Comment ça, vous avez du mal à suivre ? C’est pourtant très simple ! Ce qui compte et porte le lecteur, le fait voyager à la vitesse de la lumière et perdre ses repères au profit de son imagination, c’est justement ce jeu subtil où intrigue et réalité historique importent peu. Fabien Clouette maîtrise avec une aisance surprenante la construction narrative et l’intemporalité. Seul compte le présent. Seul compte cette unité où le style sert l’histoire dans un mouvement de balancier à la mécanique d’une finesse absolue. Le Bal des Ardents - Fabien Clouette. Editions de l’Ogre
L’INTERVIEW
Comment se construit un roman de fiction qui repose sur un fait historique ?
Le roman ne repose pas tant que ça sur un fait historique tout compte fait. Il repose sur un évènement fictif et extrêmement archétypal (une fête des fous qui se transforme en une ou des tentatives de soulèvements) et sur le parcours de plusieurs personnages qui participent ou qui rayonnent comme des électrons autour de cet évènement. Bien sûr, la fiction est ensuite nourrie de références historiques ou historiographies, sans jamais se faire roman historique. “Le Bal des ardents” n’est pas une date clé d’une quelconque Histoire nationale ou internationale, il devient une sorte d’archétype universel, comme si l’on disait “Le carnaval du port des Rouges”.
Comment travaillez-vous l’alliance style/histoire, où l’un et l’autre se complètent en permanence ?
J’ai essayé de caractériser des personnages et des espaces très définis pour ensuite dérouler cette journée-évènement. Vous avez notamment ce grand port de commerce avec ses bars et ses docks, les “Rouges”, qui sont les marécages qui l’entourent, ou encore le pont-promenade du “Sans-Voix”, qui est une sorte de cargo mystérieusement familier qui mouille dans le port le temps du soulèvement. Et dans ces lieux très simples car très caractéristiques, vous avez des personnages archétypes eux aussi, par exemple le personnage du guide, Yasen. Il incarne entre autres la tension entre la volonté de quitter ce port, hésitant à embarquer sur le “Sans Voix” pour laisser derrière lui tous les soucis liés au politique, et pour poursuivre jusque dans les calmes maritimes une potentielle idylle avec l’une des passagères qui le fascine.
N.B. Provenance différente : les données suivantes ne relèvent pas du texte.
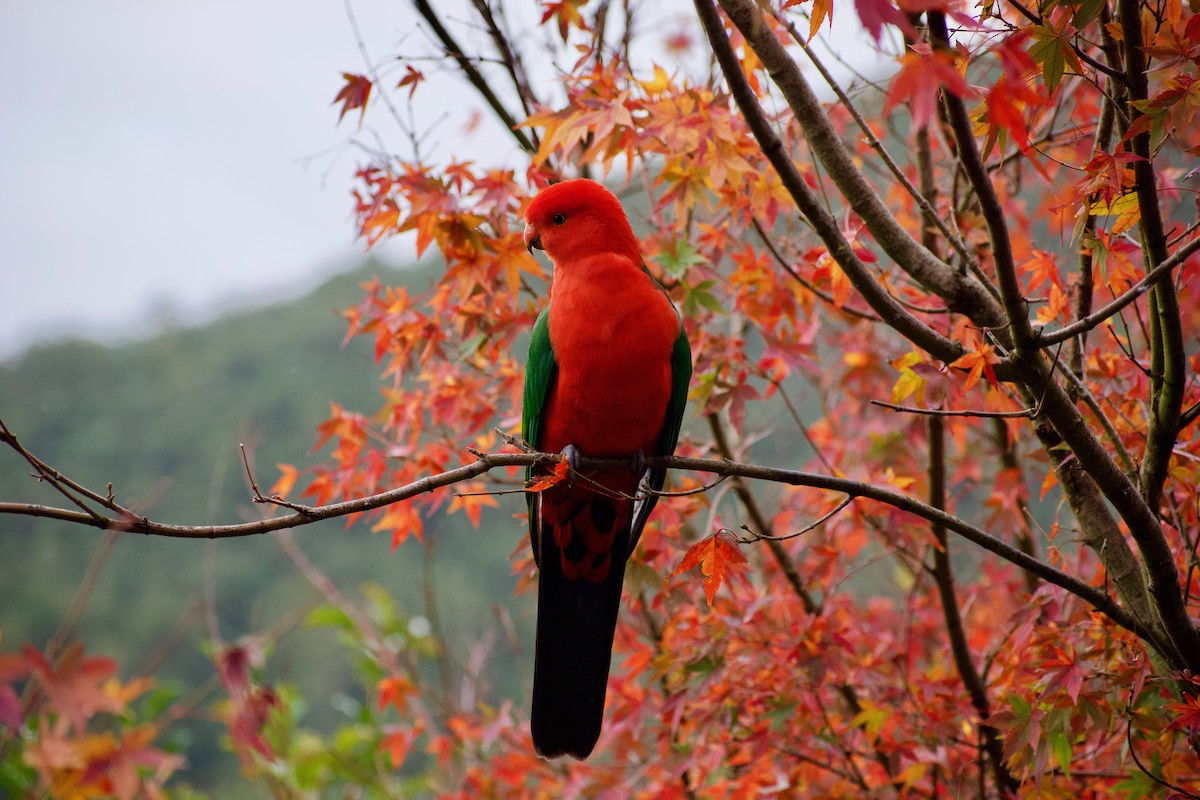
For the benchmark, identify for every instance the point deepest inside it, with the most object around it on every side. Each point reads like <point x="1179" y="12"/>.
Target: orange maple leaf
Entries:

Mais ce faisant, il abandonnerait ce qu’il connait pour une existence loin de tout ce qu’il est - c’est une situation simple de dilemme intemporel : doit-on rester dans un ici familier mais étouffant ou doit-on partir dans un ailleurs dont les horizons sont parfois vides car trop étrangers, muets et distants ? Et c’est d’autant plus saisissant que ce personnage de Yasen incarne “l’ici” du Port, puisqu’il connait les recoins des marécages des Rouges, et qu’il travaille comme guide pour la ville. Dans cette révolution, il ne peut s’empêcher de participer - c’est lui qui apparait comme une sorte d’aède ou de conteur pour informer la population sur l’avancée des troupes du roi vers le port. Il est le chroniqueur, le seul vrai historien du roman dans un certain sens !
Qu’est-ce qui vous donne envie d’écrire ?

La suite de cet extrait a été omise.